Many others which are a threat are ‘alien invasive species’ (‘foreign’ plants or animals that establish and invade natural ecosystems causing harm to our local species and environments)
(NEMBA link)
Ignorance of this difference
is as big a threat, because it leads to many examples of trees, plants (and people) being removed without due process (like all forms of xenophobia).

We also need to move from a scorched earth mind-set that aims to remove all ‘alien’ plants, to one that works with the City to best manage and conserve existing, healthy trees wherever they are found.


The Invasive Shot Hole Borer (ISHB) or Polyphagous Shot Hole Borer (PSHB) beetle poses a significant threat to what makes South Africa’s biodiversity unique.

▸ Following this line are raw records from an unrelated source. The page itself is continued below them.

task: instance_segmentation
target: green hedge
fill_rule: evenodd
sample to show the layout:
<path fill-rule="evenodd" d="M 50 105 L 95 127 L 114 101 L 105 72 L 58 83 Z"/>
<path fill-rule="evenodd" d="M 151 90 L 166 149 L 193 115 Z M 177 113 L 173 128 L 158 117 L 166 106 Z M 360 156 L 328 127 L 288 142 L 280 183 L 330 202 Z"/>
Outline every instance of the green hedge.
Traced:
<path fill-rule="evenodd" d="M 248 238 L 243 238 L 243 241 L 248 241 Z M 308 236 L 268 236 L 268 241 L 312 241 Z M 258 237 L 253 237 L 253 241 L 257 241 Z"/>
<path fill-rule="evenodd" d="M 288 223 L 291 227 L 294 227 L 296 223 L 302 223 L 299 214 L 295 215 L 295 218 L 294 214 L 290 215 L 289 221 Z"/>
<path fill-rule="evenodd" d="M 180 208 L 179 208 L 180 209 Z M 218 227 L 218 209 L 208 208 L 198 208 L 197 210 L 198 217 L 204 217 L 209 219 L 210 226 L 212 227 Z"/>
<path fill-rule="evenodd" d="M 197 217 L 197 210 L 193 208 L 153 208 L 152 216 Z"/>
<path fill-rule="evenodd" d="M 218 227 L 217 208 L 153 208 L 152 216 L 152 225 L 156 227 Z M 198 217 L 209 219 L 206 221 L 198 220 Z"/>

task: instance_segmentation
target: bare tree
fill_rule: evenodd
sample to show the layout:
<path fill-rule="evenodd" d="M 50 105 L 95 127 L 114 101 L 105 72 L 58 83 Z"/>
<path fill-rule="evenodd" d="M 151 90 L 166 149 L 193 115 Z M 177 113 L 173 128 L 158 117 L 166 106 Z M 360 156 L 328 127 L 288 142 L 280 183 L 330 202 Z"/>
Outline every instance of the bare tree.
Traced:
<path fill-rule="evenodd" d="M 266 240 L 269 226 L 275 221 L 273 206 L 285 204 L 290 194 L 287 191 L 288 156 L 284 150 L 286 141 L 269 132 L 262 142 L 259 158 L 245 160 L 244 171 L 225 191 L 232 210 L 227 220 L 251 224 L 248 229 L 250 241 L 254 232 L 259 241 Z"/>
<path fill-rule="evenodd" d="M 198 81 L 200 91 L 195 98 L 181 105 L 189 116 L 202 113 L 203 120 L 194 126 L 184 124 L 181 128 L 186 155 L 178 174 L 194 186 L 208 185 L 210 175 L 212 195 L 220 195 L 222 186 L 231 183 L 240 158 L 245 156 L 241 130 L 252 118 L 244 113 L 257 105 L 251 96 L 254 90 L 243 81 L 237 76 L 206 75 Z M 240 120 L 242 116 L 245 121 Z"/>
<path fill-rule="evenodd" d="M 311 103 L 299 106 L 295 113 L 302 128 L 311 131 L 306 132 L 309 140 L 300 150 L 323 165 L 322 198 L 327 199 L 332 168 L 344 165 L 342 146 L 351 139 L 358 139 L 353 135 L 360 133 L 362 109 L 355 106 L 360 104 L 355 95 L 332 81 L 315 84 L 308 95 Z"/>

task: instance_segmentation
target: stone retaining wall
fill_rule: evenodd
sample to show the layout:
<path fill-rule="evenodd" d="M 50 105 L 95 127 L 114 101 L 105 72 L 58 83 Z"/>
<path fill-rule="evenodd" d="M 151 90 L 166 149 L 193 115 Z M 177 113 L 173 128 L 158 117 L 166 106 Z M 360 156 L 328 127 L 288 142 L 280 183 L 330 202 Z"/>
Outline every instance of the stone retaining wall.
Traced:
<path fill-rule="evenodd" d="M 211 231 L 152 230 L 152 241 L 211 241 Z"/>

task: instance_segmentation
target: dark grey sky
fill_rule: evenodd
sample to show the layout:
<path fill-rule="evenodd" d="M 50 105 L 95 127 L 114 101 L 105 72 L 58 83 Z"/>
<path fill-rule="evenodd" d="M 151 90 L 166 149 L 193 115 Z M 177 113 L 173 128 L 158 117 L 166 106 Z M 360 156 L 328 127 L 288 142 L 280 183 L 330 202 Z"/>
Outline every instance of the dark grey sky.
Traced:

It could potentially be one of South Africa’s largest ecological tragedies, judging by the number of trees it has killed since arriving in 2017.

No remedy has yet been discovered for this devastating threat.
The infestation is spreading nation-wide. It is conservatively estimated that the mortality rate of urban trees is 25 percent. The clock is ticking.

We urgently need solutions that are not limited to reductionist, intractable approaches (like the City’s current domination model – that kills the tree in order to kill the beetle), as much as we need safeguards from cowboy contactors offering false hope, or opportunists with DIY treatment kits. 

Some proposed treatments involve electronic/sonic deterrents.
Other experts are looking at systematic and scientific methods that factor in the sustainability of the localised environment.
Internationally, there are several effective treatments based on alternative scientific trials.

All need to be considered.
This is a country-wide threat. It requires a sustainable solution. 


Illegal bark harvesting for traditional medicine from natural forests in South Africa is happening at an alarming rate.

In the process, genetic resources, forest composition and structure are being severely degraded, threatened and destroyed.

Rare and endangered mature trees are being continually stripped of their bark for ‘muti’ (traditional African medicinal purposes).

Bark stripping from the entire circumference of the tree (girdling) causes it to die slowly as it interferes with its nutritional transport systems. When only partial areas of the trees are stripped, it causes serious damage as it inhibits the growth pattern and weakens the tree, making it more susceptible to drought and disease.

Tree stripping is particularly prevalent in Newlands Forest where many trees are more than 100 years old.
Arborist Francois Krige says “Recently … thousands of trees have been harvested, many of them killed. This is unsustainable. The pressure on the resource is simply too much.
The people doing this damage are not traditional healers but independent harvesters who sell to traditional healers.
This makes it exceedingly difficult to stop – not be regulated.
If stopped tomorrow, it would take the forest 500 years to fully recover.”